Why am I writing this blog?

Let’s have a sanity check.

When I was doing some work for Rio Tinto in Weipa, there was a manager there who had an interesting and eminently sensible approach to problems. He’d say let’s stop and have a sanity check to make sure we’re going in the right direction.

Writing blogs has it’s good and bad sides. On the good side people see the latest stuff that interests you, and hopefully them. On the minus side, blogs slowly disappear to the end of the list and essentially disappear. So stuff I’ve said slowly becomes less visible.

Anyway, as the title of this blog says, I’d like to do a sanity check.

One of the things that I’ve tried to explain, that is really important is what a blood lead level means. From a workplace health and safety viewpoint it is used both as an indicator of lead exposure, and unfortunately and incorrectly as an indicator of the amount of lead in your body. That’s why the ignorant people that manage lead exposure risk think that when blood lead levels fall, the lead has left your body. Before anyone gets offended, I think ignorance is a fact of life because nobody mortal knows everything. Ignorance is curable as long as you’re willing to learn. On the other hand, if I say someone is stupid, that can definitely be taken as an insult.

The trouble with the ignorance on the lead safety side of things is that very little of the lead you absorb ever leaves your body unless you are conceiving or breast-feeding a child. Over the first few days after exposure, it goes to the soft tissues, and also to your bones. When blood lead levels (BLL or PbB) drop after acute exposure, the red blood cells being broken down have lost their lead. That reduces the amount of lead measurable in your blood.

The lead that gets stored in your bones gets recycled as bone is broken down and rebuilt, same as calcium. As a result, there is a constant low level release of lead from your bones that maintains a chronic, low, perhaps harmful level of lead in your blood. As the amount of lead in your bones increases, so does the blood lead level. As you accumulate more lead because of continued lead exposure, the background level of blood lead will increase, until it reaches a level where bad things start to happen.

I’ve talked about some of the bad things before so I probably don’t need to repeat things here. If you’re not interested in heart disease or vascular disease or neurological damage or cancer and the rest, reminding you isn’t going to help.

The only way to halt and maybe reverse the long-term effects of lead is to stop the accumulation of more lead and reduce what’s already there.
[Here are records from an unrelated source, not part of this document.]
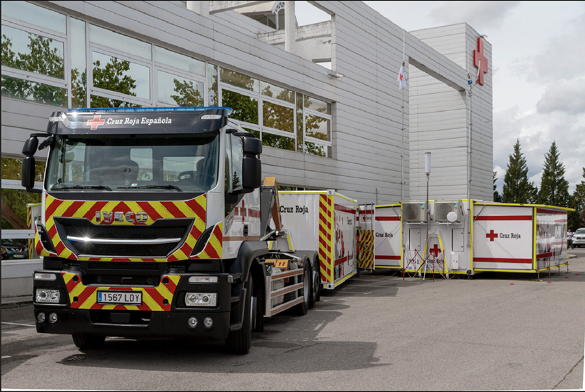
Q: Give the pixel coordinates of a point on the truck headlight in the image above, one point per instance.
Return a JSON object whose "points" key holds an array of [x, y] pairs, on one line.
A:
{"points": [[201, 299], [48, 296]]}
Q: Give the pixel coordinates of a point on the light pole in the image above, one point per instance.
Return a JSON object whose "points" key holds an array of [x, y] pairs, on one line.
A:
{"points": [[428, 173]]}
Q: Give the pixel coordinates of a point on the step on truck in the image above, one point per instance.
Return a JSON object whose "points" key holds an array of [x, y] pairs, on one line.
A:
{"points": [[155, 223]]}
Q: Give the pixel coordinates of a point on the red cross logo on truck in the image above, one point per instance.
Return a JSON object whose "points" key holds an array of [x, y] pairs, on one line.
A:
{"points": [[480, 61], [435, 251], [491, 235], [95, 122]]}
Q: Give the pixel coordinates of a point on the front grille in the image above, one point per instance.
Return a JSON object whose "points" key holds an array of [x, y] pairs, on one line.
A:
{"points": [[127, 232], [124, 250], [161, 229]]}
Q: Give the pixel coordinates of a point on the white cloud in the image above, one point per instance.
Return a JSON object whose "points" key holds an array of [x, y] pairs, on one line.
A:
{"points": [[478, 14], [536, 132], [564, 96], [562, 57]]}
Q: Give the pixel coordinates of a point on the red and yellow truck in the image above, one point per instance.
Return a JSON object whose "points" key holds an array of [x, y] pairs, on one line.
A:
{"points": [[155, 223]]}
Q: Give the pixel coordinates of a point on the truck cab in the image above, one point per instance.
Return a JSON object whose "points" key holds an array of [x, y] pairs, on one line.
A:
{"points": [[151, 226]]}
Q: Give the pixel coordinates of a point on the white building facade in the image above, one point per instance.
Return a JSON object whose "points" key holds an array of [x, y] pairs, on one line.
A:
{"points": [[347, 128]]}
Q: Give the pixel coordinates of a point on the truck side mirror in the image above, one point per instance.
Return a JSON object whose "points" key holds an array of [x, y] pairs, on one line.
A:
{"points": [[30, 146], [28, 172], [251, 173], [252, 146]]}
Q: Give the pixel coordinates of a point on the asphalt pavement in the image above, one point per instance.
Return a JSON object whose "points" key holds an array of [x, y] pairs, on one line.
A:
{"points": [[376, 331]]}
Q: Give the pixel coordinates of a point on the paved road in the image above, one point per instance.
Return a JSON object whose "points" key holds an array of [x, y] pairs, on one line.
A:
{"points": [[376, 332]]}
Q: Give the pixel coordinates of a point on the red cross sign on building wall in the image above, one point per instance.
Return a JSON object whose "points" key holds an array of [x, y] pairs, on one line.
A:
{"points": [[480, 61], [95, 122], [491, 235]]}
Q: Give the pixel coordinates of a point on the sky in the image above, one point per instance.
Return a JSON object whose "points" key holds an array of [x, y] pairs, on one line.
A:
{"points": [[538, 64]]}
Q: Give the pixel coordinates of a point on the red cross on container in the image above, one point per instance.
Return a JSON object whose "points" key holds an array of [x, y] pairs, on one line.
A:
{"points": [[480, 61], [95, 122], [435, 251], [491, 235]]}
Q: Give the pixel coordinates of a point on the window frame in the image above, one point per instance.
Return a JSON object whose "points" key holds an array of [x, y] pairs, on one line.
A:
{"points": [[37, 77]]}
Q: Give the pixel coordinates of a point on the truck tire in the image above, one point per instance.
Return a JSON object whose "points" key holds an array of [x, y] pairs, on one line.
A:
{"points": [[239, 342], [302, 308], [85, 341]]}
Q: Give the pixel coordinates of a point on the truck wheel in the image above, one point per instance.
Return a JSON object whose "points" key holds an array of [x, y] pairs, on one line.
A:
{"points": [[85, 341], [302, 308], [239, 342]]}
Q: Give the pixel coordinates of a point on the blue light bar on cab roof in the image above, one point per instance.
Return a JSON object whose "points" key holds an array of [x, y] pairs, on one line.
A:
{"points": [[157, 109]]}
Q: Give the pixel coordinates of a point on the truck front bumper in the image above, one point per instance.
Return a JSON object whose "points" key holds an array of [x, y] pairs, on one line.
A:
{"points": [[172, 321], [160, 324]]}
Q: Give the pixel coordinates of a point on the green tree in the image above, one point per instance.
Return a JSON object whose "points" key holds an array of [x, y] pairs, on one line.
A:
{"points": [[17, 199], [497, 197], [187, 94], [78, 88], [576, 219], [517, 188], [41, 58], [113, 77], [554, 189]]}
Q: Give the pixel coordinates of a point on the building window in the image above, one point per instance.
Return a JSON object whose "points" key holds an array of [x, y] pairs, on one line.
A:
{"points": [[33, 54], [317, 125], [71, 63], [278, 116]]}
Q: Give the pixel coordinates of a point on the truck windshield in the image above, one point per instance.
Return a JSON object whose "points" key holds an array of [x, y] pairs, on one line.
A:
{"points": [[131, 163]]}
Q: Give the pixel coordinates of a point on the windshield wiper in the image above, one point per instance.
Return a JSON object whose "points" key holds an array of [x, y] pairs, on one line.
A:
{"points": [[152, 187], [82, 187]]}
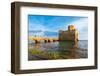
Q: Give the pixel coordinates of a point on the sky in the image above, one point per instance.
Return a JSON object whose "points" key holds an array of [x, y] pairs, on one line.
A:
{"points": [[49, 25]]}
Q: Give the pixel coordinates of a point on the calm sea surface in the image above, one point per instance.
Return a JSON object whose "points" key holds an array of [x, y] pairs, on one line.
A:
{"points": [[57, 50]]}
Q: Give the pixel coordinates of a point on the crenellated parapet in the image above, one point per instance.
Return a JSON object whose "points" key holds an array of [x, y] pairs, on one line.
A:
{"points": [[69, 35]]}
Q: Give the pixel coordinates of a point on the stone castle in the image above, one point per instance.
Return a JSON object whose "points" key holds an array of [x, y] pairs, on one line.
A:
{"points": [[69, 35]]}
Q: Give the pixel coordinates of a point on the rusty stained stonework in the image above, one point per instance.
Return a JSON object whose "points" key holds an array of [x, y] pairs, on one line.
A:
{"points": [[69, 35]]}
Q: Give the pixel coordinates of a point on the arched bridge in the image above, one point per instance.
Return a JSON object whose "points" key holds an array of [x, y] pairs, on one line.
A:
{"points": [[41, 39]]}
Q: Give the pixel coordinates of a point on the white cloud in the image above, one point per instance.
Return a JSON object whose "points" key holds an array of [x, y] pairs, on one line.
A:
{"points": [[82, 27]]}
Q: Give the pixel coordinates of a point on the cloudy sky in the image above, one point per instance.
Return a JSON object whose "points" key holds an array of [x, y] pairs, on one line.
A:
{"points": [[48, 26]]}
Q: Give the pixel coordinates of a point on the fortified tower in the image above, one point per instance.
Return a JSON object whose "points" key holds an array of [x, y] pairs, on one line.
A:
{"points": [[69, 35]]}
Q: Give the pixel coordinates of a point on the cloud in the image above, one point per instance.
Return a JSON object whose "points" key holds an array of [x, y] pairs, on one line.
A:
{"points": [[82, 27]]}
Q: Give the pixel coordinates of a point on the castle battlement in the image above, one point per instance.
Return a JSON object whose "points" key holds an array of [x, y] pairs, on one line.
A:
{"points": [[69, 35]]}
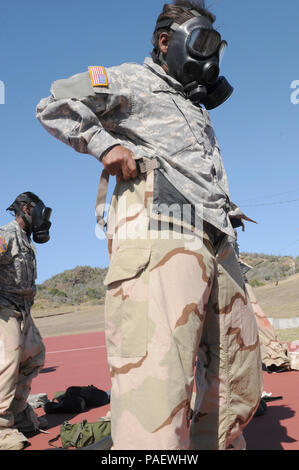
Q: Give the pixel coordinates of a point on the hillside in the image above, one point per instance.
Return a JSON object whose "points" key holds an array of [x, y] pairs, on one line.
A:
{"points": [[82, 284], [269, 268], [280, 299]]}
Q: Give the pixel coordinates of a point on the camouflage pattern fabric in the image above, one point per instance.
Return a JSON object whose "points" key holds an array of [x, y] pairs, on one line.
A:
{"points": [[272, 350], [17, 267], [21, 348], [145, 110], [22, 355], [169, 293]]}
That’s dead simple and if you were living somewhere else where the health services are a bit more on the ball, you’d being having lead removed right now. As is, the only advice I can offer you is self help.

There’s an illogical problem that arises if an organization were to admit that they had been doing things wrong. Improving lead safety procedures could be seen as an admission that previous procedures were wrong, AS THEY MOST CERTAINLY ARE.

Even in the face of lead-affected people possibly dying, and the children of lead affected mothers having their futures erased, it’s easier to do nothing.

There’s huge resistance to “admitting” that improvements are needed. There may be significant moral and legal pressure to fix things up, but resistance and inertia are winning at the moment because they are an integral part of the bureaucratic process.

I understand the reasons for this insanity, but I can’t ignore the outcome.

I’d like to recap, again, why I’m writing this blog. It was an act of desperation because I couldn’t get any organization I contacted to even admit, for the most part, that there was a problem in lead biohazard management. I needed some other way to get their notice and to get things off my chest. In the process of putting stuff together to talk about, I’ve found out some fascinating things about what lead does.

Maybe fascinating is less appropriate than frightening. Lead very much represents a silent epidemic that is having a huge and large invisible impact on community health, and the futures of children.

Please be aware that when I’m talking about the effects of lead, it’s because EVERYONE is getting exposed, not just people in Mt Isa or Broken Hill. Between lead paint on old house, busses and cars, lead contamination due to leaded petrol, lead in cattle from North Queensland, lead in vegetables grown in contaminated soil next to our highways, lead in spices or whatever, we’re all exposed to lead. Lead exposure becomes a bit more relevant if you’re working in a lead rich environment, but lead probably affects everyone in Queensland in one way or another.

But it’s a silent epidemic because nobody seems to want to know about it.

Queensland Health doesn’t want to know. The unions don’t want to know. RSHQ doesn’t want to know, Glencore absolutely doesn’t want to know. I haven’t had a reply from Robbie Katter yet so we’ll have to wait to pass judgement. It’s something many people in Mt Isa don’t talk about because they are afraid of affecting their jobs, their businesses, their community.

But lead doesn’t have to be an epidemic. We now have ways to safely remove lead from people and stop it being a hazard to people living in Mt Isa or anywhere else where lead contamination is a problem.

If only someone cared enough to start community programs to raise lead awareness and awareness of the fact that damage due to lead is NOT he inevitable price of living and working in Mt Isa. If there was a safe alternative, why would anyone risk themselves and their families for no reason?

That’s it for now.

But a last word about insanity is Einstein’s definition of insanity. That’s when a person keeps doing the same thing over and over again expecting a different result. That makes me worry a bit.